И давайте все-таки помечтаем, пока ученые не видят. Вот мы реконструируем лица неизвестных солдат всех войн, опознаем останки, когда шансов уже, казалось бы, нет, и наконец-то дописываем семейные истории. Вот мы видим лица наших пращуров, погибших во время татаро-монгольского нашествия, даже тех, чьи черепа не найдены. Вот мы обучаем наш алгоритм на другом массиве данных и возвращаем из небытия благородные черты неандертальцев, наших, как теперь выяснилось, супругов. И денисовцев – даже если и дальше будем находить только маленькие их косточки. И таких, как африканская мама Ханса Джонатана, по каплям информации в клетках ее потомков сможем реконструировать. Да мы скоро сможем вообще всё! Даже если, как в “Жуке в муравейнике”, найдем загадочный инопланетный артефакт с зародышами земных людей внутри, то через несколько часов будем знать, чьи это дети – кроманьонцев ли, москвичей времен Ивана Грозного или американских первопоселенцев.

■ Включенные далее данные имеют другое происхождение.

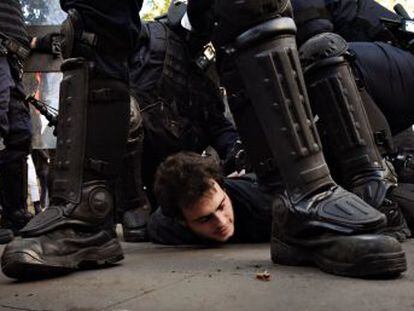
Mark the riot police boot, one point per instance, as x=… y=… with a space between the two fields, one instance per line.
x=315 y=220
x=77 y=229
x=131 y=198
x=13 y=195
x=337 y=100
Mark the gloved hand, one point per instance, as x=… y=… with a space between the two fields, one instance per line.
x=236 y=159
x=49 y=43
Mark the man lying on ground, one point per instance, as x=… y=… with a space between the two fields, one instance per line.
x=200 y=206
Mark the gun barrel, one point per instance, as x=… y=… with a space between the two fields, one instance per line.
x=400 y=10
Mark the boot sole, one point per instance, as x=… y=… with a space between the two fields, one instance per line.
x=385 y=265
x=28 y=265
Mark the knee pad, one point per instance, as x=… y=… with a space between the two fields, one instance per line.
x=322 y=47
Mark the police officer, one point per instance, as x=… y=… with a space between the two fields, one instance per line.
x=15 y=126
x=181 y=106
x=92 y=131
x=315 y=220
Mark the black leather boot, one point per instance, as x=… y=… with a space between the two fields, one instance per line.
x=77 y=229
x=337 y=100
x=131 y=198
x=315 y=220
x=13 y=195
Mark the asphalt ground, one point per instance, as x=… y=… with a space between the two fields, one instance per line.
x=154 y=277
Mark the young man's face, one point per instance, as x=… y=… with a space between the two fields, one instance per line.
x=212 y=216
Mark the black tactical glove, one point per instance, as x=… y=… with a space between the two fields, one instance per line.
x=236 y=159
x=49 y=43
x=234 y=17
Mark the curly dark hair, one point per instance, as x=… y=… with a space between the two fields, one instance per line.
x=182 y=179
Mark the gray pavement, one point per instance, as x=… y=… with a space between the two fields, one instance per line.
x=154 y=277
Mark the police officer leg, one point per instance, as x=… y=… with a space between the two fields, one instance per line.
x=338 y=102
x=133 y=203
x=309 y=223
x=16 y=130
x=77 y=229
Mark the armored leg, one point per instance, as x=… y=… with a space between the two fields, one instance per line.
x=77 y=229
x=338 y=102
x=13 y=193
x=134 y=208
x=315 y=220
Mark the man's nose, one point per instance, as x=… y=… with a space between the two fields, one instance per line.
x=221 y=218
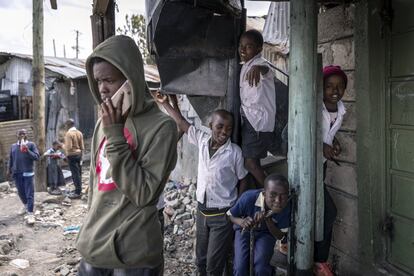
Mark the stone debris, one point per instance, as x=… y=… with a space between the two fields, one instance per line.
x=179 y=234
x=20 y=263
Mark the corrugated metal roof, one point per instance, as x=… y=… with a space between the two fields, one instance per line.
x=70 y=68
x=255 y=22
x=75 y=68
x=276 y=29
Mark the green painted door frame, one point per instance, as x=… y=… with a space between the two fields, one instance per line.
x=375 y=134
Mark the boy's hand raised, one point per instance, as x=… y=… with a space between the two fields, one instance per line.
x=159 y=97
x=253 y=75
x=247 y=223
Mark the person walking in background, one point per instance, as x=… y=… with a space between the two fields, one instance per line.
x=54 y=172
x=74 y=148
x=21 y=163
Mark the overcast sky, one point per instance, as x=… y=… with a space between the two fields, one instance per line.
x=60 y=24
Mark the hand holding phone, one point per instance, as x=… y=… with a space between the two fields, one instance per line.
x=124 y=90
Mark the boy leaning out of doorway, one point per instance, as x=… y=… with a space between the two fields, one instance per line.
x=220 y=171
x=258 y=104
x=333 y=111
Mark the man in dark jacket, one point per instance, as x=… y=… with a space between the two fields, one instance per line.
x=22 y=157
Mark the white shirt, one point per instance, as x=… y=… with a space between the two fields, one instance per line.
x=218 y=176
x=328 y=131
x=258 y=102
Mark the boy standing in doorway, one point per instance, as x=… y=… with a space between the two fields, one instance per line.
x=220 y=170
x=258 y=103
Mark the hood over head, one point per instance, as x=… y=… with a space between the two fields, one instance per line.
x=123 y=53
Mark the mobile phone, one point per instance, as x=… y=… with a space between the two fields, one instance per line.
x=125 y=89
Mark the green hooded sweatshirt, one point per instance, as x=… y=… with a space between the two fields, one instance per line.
x=121 y=229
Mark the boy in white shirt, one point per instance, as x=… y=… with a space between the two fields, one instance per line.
x=258 y=104
x=333 y=111
x=220 y=170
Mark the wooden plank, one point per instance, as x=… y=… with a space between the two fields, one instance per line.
x=319 y=185
x=100 y=6
x=38 y=83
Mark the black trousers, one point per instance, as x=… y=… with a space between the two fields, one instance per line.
x=86 y=269
x=76 y=170
x=213 y=243
x=321 y=251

Но заканчивать рассказом о блистательных успехах – даже с оговорками – у серьезных людей не принято. Давайте поговорим о печальном: ошибается ли ДНК-идентификация, и если да, то когда и почему?
Не ошибается тот, кто не работает, и неверно считать, что ДНК-анализ абсолютно непогрешим. Об этом не раз говорил в интервью и сам сэр Алек Джеффрис, и мои знакомые российские специалисты. Теоретически ошибка может вкрасться на любом из этапов работы: сбор и транспортировка образцов, определение генотипа, затем сравнение с базами данных и работа с частотами встречаемости. Пожалуй, сложнее всего гарантировать, что мы исследуем именно ту ДНК, какую надо.